You know, now and then I forget how glad I am to have grown up in immigrant culture (given, second gen on my part) and in a city of immigrants.
I’m reminded of this at this moment in the way I’m often reminded: I just got out of a cab, post-cocktails with Cheryl downtown (and earnestly, craving a few more, being in something of a lushtastic mood, and right now trying to figure if I should walk myself over to the Copper Gate or not for some Jesus-sighting-Aquavit). I swear to gawd, I can easily say that 90% or more of the most productive, useful and insightful conversations I’ve had about this nation I inhabit have not only been with immigrants, but with immigrants driving a cab. Really, even if you’re not a regular cab-taker, I’d say that for $10 or so, it’s a sort of therapy — though possibly EST therapy if you read as too American — that’s more than worthwhile, particularly if you don’t get exposed to immigrant perspectives every day or didn’t grow up around them.
I had a moment tonight, too, in the midst of an immediately quick and bustling conversation with my African cab driver, of wondering why it is that I always seem to get the talkative cabbies, and why I pretty much need to say all of nothing to get an energetic conversation started. This particular driver, pretty much at the mere instant I was having that moment, made some comment about how amazing he thought my smile was. Aw, shucks, for sure — it’s one of my favorite compliments, and something people do tend to remark on often, likely because we big-lipped, big-toothed women do tend to have smiles that take up the whole of our faces — but that likely does have plenty to do with it. Someone smiles warmly at you from the get-go, you’re going to get gabbing.
Bar or no bar. Hmm.
* * *
Mr. Price and I went to a Halloween party Saturday night festooned as boy scouts. Given, he looked far more authentic than I having been a boy scout in earnest — and I merely a jealous girl scout — and in hardcore earnest, well through his senior year of high school. But I had a mighty hard time chilling out at the party, even given that any costume that allows me to wear sneakers and cargos is about the most relaxing thing a girl could ask for.
As Mark was far too inclined to share with anyone even remotely within earshot on Saturday, that boy scout uniform drives me freaking insane. I had ripped the buttons off the top of the one I wound up wearing when Mark wore it for me on my last birthday. That kind of insane. Mark has a couple of photos of Chicago he took around 1986, in a trip from Cincy to Chicago his troupe took, and there are photos taken a mere block away from my high school (They were at the Sears Tower and then in Greek Town). The sadness that came over me in knowing that I hadn’t managed to be glancing out the window during class when a troupe full of boy scouts from Ohio passed by, all ooh-the-big-big-city lights a’dazzle in their eyes, was unbearable. Had I noticed this at the age of 16, sitting in my barely-formed classroom with a bunch of other queer art geeks, I absolutely would have rushed everyone to the window to point the scouts out and yell “Hey! Lunch!” I’ve had a weakness for corruptible boys since about the age of 13, and it’s never worn off, even given that the age of said boys has advanced with my own.
Once, likely with the intent to seduce, Mark came out of his office wearing his scout shirt and sash. Alas, he also came out totally pantsless. This, in my occasionally very demented brain, registered a zero on the libido scale because he looked like a scout someone else had clearly gotten to already.
Yeah, I’ve got it bad. But it sure was fun to get home, and boy of boy, did our couch look bizarre the next morning.
* * *
Still on the fence about the bar. Ah, those big life decisions.

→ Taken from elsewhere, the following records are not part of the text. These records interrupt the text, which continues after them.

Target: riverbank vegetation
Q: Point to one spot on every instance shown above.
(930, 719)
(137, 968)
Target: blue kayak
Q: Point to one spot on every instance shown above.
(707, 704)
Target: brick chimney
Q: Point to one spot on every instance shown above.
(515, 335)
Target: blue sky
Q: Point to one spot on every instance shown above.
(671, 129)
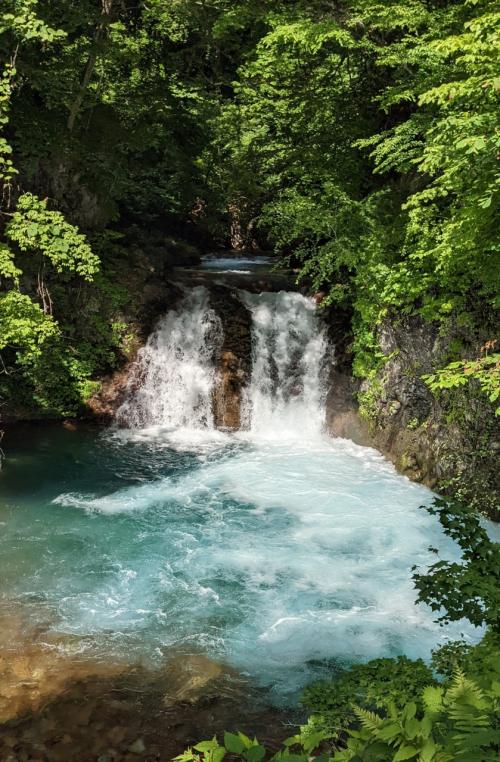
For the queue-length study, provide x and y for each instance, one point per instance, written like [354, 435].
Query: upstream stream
[275, 551]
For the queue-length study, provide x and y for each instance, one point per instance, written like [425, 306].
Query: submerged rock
[191, 677]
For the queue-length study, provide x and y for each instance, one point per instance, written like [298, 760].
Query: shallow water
[281, 559]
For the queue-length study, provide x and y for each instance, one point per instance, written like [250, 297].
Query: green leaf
[405, 752]
[233, 743]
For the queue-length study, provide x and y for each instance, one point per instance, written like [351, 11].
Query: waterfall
[287, 391]
[175, 372]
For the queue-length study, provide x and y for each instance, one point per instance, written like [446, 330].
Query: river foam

I spent basically all weekend doing nothing but very hardcore cleaning, including steaming the stupid carpets (our rental has wall-to-wall carpet in three rooms, which offends my personal aesthetics more than I can say), and doing some things to better insulate the house so that I don’t have the heart attack I did last year with the heating bill. I just finally got a basic abortion walk-through posted at Scarleteen today, something I’ve been meaning to do for a while, and which we really needed. I suppose I figured that I’ve had so much invective in my mailbox over the last week or two that I may as well put abortion on the front page, since I was taking crap already anyway. Over the next week, on top of editing the monumental-and-still-growing photo backlog, I’m hoping to get one new article up a day or so, from a whole slew of pieces that have been about 3/4’s finished for some time. I’m earnestly trying to be sure I cover any bases in terms of stuff I’ve been meaning to do that are the kind of thing I’ll take shit for (always from adults, mind: go figure that the pieces that seem to freak adults out the most are usually the ones the teenagers are the most thankful for), because it really is easier to bear during times when I already wake up every day to a pile of steaming e-poop.
Yeah, I’m thinking I’m go for that walk to the bar.







October 30th, 2007 at 6:51 pm
thanks for making me COMPLETELY snort/laugh like complete IDIOT, with the boy scout bit (as I was also a basic boy scout and my dad is a freaking Eagle Scout:-).